By Bob Berwyn
SUMMIT COUNTY — The politicization of climate science, including direct attacks on the credibility of researchers, has made it more difficult to communicate the results of important research, NASA scientist James Hansen wrote in a recent draft paper on observed global temperature changes.
The repeated attacks on climate scientists in the media have taken a toll, as recent polls show a growing public skepticism about climate science. Hansen, one of lightning-rod figures for global warming deniers, said the best available science shows clearly that there is no global cooling, as has been widely reported by people trying intentionally to confuse the public.
Hansen took direct aim at the media for its role in misreporting global warming science as well:
“We have the impression that the effect of politicization on communication of the science is aggravated by the fact that much of the media is owned by or strongly influenced by special economic interests,” he wrote, adding that he wasn’t sure that the language relating to climate science politics and to media coverage of the issue would make it past editors in the final version of the paper.

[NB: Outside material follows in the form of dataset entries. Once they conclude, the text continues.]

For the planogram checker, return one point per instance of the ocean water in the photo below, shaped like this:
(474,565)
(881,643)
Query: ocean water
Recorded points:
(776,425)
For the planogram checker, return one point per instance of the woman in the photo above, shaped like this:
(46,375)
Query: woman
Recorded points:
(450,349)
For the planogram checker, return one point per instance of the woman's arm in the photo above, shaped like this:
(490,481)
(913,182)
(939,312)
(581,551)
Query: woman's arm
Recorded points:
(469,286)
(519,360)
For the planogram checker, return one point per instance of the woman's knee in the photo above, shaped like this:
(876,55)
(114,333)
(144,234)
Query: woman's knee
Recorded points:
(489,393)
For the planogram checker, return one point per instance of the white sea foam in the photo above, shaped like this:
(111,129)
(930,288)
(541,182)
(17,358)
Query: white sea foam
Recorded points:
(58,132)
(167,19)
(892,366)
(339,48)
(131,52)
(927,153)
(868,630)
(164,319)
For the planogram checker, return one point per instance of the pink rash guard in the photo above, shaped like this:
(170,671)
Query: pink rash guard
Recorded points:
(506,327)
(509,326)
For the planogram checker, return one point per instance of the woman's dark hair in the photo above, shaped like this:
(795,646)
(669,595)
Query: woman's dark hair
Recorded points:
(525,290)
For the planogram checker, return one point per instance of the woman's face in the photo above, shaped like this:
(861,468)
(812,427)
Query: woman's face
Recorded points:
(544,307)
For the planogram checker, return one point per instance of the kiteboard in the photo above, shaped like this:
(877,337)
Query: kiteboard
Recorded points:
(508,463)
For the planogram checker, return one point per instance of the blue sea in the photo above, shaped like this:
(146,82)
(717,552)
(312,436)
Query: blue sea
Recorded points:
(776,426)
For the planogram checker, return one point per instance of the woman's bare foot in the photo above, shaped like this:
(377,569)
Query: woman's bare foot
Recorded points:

Read the original document here. Another factor that complicates getting the message out is that people tend to confuse fluctuations in local weather with larger global climate change patterns. In other words, a regionally cool winter helps convince people that there is no global warming. Read more about how climate scientists measure global temperature here.
“This difficulty can be alleviated by stressing the need to focus on the frequency and magnitude of warm and cold anomalies, which change noticeably on decadal time scales as global warming increases,” he wrote.
Hansen said the politicization of global warming reporting was probably inevitable, given the economic and social implications of efforts required to alter the course of human-made climate change. Read the letter signed by 11 Nobel Prize winners that calls for an end to political attacks on scientists here.
The bottom line is that global warming on decadal time scales is continuing without letup,” Hansen wrote. “But because it is important to draw attention to change as soon as possible, we need ways to make the data trends clear without waiting for additional decades to pass.”
A simple way of illustrating the rate of change is by mapping it out on graphs with five-year running averages, which minimizes variability resulting from cyclical ocean temperature changes, while a 132-month running average smooths out cycles of solar variability. The graphs “gives the lie to the frequent assertion that “global warming stopped in 1998.” he wrote.
Other global warming skeptics have claimed that global surface temperatures have “flattened out since the late 1990s,” but Hansen said all the credible scientific evidence points to the contrary — that the long-term trend indicates a continued warming of about .15 to .20 degrees Celsius per decade that begin in the 1970s.